Another time we tossed a fake snake onto her shoulders and made a pretty convincing snake sound, which produced the famous shriek and an unusual dance.
Today I try to pass it on and scare my kids. We like to play hide n' seek in the dark with flashlights. Someone always ends up crying though, so I'm still waiting for them to catch on and get me good.
Yesterday my harmless 2yrold girl: drew pen all over the leather couch and baby brother 10 min. before church. After church she threw knives on the the floor and spit in the pudding when I wouldn't let her mash the reese peanut butter cups. Later in the evening she bit the baby, and tore apart a pop up book.... All in one day....She's always been an angel...what happened?
The smaller they are the smaller the disasters, the bigger they are, ...u get the drift lol. and aint it the truth!!
I can think of a few stories but a silly one came to mind when u mentioned the neighbours kids...when I was small, we actually did have some of THOSE bad neighbour kids lol..they were older then me, I was aprox 4yrs old, and u could hear them swear all the way down the street..they were very unruly and had mouths like truck drivers, needless to say , mom never allowed me to play with them...but I could hear them when I was outside.
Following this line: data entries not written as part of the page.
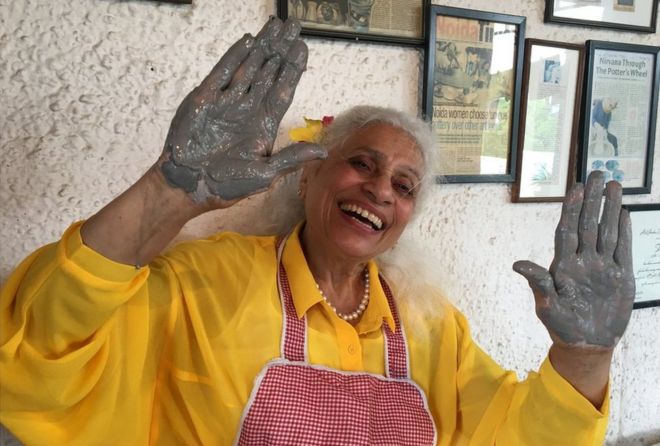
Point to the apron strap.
(396, 347)
(293, 346)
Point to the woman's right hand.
(220, 141)
(218, 149)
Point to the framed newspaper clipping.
(398, 22)
(627, 15)
(550, 110)
(620, 110)
(645, 221)
(471, 92)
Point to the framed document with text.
(626, 15)
(472, 81)
(387, 21)
(645, 219)
(620, 108)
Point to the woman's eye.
(404, 188)
(360, 164)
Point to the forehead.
(386, 143)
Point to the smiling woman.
(293, 338)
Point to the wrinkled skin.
(220, 140)
(585, 299)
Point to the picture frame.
(626, 15)
(549, 124)
(379, 21)
(179, 2)
(645, 221)
(620, 104)
(471, 92)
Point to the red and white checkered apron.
(297, 403)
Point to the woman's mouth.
(362, 215)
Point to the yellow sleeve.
(544, 409)
(77, 354)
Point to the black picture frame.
(441, 96)
(552, 83)
(617, 127)
(339, 11)
(646, 252)
(618, 15)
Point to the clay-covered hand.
(585, 299)
(220, 141)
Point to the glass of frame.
(620, 108)
(472, 80)
(550, 109)
(629, 15)
(389, 21)
(645, 220)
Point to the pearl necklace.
(361, 307)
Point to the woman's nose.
(379, 188)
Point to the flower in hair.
(312, 131)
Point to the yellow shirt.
(93, 352)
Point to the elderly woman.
(296, 338)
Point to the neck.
(341, 279)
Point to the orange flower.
(312, 131)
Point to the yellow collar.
(305, 294)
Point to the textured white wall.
(88, 89)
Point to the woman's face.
(359, 200)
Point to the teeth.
(377, 222)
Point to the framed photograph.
(645, 219)
(387, 21)
(628, 15)
(471, 94)
(550, 109)
(620, 107)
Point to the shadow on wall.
(651, 438)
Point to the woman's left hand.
(585, 298)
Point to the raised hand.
(586, 297)
(220, 141)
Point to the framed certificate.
(645, 219)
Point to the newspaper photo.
(402, 18)
(619, 116)
(472, 95)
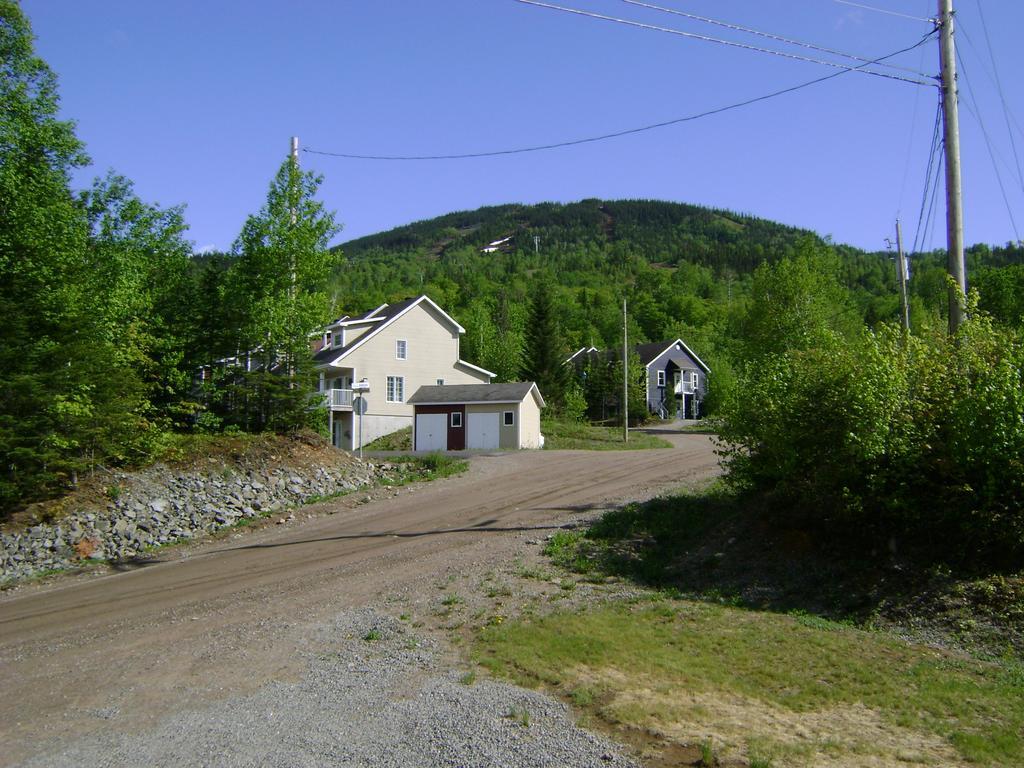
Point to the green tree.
(139, 271)
(66, 399)
(275, 298)
(545, 355)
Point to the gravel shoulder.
(332, 640)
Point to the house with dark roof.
(676, 381)
(382, 357)
(477, 417)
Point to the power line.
(706, 38)
(976, 111)
(768, 35)
(963, 30)
(933, 152)
(1003, 97)
(605, 136)
(884, 10)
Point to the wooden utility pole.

One day as mom was ironing she saw me go stand right in a corner of the room, cup my hands to my face and against the wall, say in a loud clear voice the word "FUCK"... well, she ofcourse told me never to say that bad word again...but to herself she thought it was funny, she figured I knew it was a bad word, hense my behavior but that I just needed to go try it out in the corner anyway lol!
Thank You! I'm so excited. I have loved reading everyone's experiences, too.
i love reading everyone's stories... children definitely unite us all!
Fun! Thank you! My kids are an adventure in parenting, that's for sure and we have seven more years until they all "grow up" if that ever happens!
I loved:I Childproofed The House But They Keep Getting Back In!